A new bigravity model with exclusively positive branes
Ian I. Kogan, Stavros Mouslopoulos, Antonios Papazoglou
TL;DR
The paper presents a new bigravity construction with two positive-tension $AdS_4$ branes in $AdS_5$ bulk that uses a warp-factor bounce to generate an ultralight KK graviton mode. It preserves the weak energy condition and avoids ghost states, with extra graviton polarizations decoupling so that Einsteinian gravity is recovered at accessible scales.
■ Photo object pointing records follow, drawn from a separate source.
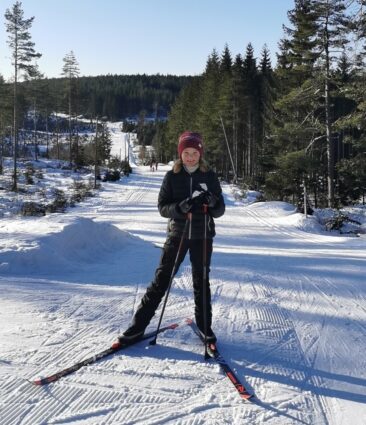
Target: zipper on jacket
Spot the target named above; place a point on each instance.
(190, 221)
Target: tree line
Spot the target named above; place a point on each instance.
(285, 130)
(298, 126)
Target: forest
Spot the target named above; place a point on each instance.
(285, 128)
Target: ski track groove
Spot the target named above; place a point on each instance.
(134, 393)
(297, 356)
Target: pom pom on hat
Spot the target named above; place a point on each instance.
(189, 139)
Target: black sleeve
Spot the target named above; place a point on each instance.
(167, 207)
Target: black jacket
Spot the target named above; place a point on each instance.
(178, 185)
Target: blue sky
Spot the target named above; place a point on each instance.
(145, 36)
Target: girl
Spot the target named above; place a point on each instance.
(188, 192)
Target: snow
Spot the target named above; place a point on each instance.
(289, 307)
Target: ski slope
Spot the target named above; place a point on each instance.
(289, 311)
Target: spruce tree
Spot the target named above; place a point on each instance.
(22, 54)
(70, 71)
(333, 25)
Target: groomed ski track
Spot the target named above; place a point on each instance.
(289, 312)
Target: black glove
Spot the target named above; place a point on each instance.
(211, 199)
(205, 198)
(186, 205)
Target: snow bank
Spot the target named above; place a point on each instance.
(79, 244)
(273, 209)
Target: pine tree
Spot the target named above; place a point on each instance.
(23, 54)
(333, 25)
(70, 71)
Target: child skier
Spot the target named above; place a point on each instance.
(188, 192)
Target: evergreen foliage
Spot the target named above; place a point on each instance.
(276, 129)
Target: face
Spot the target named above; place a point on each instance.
(190, 157)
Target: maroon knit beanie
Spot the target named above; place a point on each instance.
(189, 139)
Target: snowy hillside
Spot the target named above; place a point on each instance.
(289, 311)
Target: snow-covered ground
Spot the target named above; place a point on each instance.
(289, 310)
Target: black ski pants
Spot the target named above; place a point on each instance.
(157, 289)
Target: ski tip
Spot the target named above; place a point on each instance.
(173, 325)
(246, 396)
(116, 345)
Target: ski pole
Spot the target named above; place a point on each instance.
(188, 220)
(204, 279)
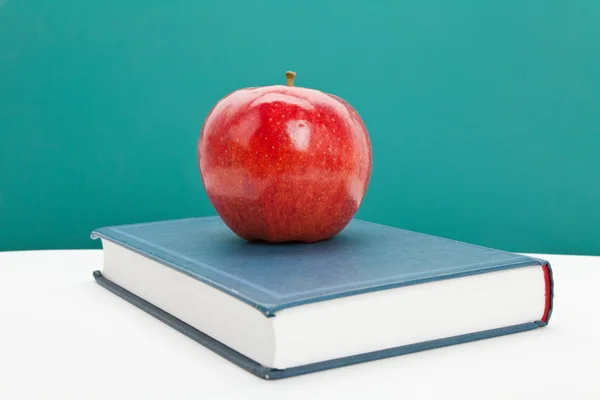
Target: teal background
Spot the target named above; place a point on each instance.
(484, 116)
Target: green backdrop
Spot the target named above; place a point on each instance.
(484, 116)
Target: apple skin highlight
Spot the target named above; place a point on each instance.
(284, 163)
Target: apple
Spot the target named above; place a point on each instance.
(284, 163)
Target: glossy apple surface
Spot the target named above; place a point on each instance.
(284, 163)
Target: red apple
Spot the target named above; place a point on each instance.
(284, 163)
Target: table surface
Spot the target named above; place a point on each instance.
(62, 336)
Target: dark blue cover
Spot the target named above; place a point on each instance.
(271, 373)
(365, 257)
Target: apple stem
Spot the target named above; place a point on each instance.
(290, 75)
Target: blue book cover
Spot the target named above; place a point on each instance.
(364, 257)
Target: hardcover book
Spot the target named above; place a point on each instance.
(280, 310)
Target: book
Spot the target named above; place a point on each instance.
(281, 310)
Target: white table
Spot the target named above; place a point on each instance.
(62, 336)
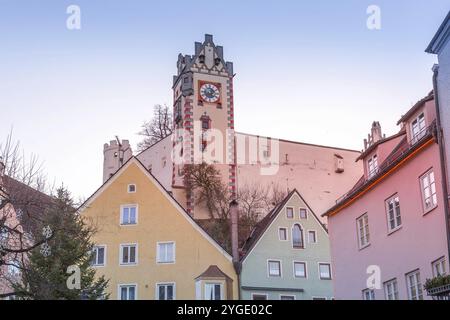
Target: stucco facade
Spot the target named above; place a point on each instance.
(268, 245)
(158, 219)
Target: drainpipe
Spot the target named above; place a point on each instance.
(442, 158)
(234, 215)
The KK spectrum features a normalizable zero mode and a particularly light first KK state, with masses $m_1 \sim 4\sqrt{3}\,k\,e^{-2k z_0}$ and $m_{n+1} \sim 2\sqrt{n(n+3)}\,k\,e^{-k z_0}$, while couplings to brane matter place the first modes near $1/M_*$ and heavier modes are exponentially suppressed; in the symmetric case $M_{\rm Pl}\approx M_*/\sqrt{2}$. However, the negative effective cosmological constant on the branes and the AdS horizon constrain observable deviations at ultra-large distances, posing phenomenological challenges and motivating future work on cosmological solutions and matter-density effects.
Abstract
We propose a new ``bigravity'' model with two positive tension AdS_4 branes in AdS_5 bulk and no negative tension branes. The bounce of the ``warp'' factor mimics the effect of a negative brane and thus gives rise to an anomalously light graviton KK mode. This configuration satisfies the weak energy condition and has no ghost state. In addition, the extra polarization states of the massive graviton practically decouple and thus it does not contradict to Einsteinian gravity. However, the model has certain phenomenological difficulties associated with the presence of a negative cosmological constant on the branes.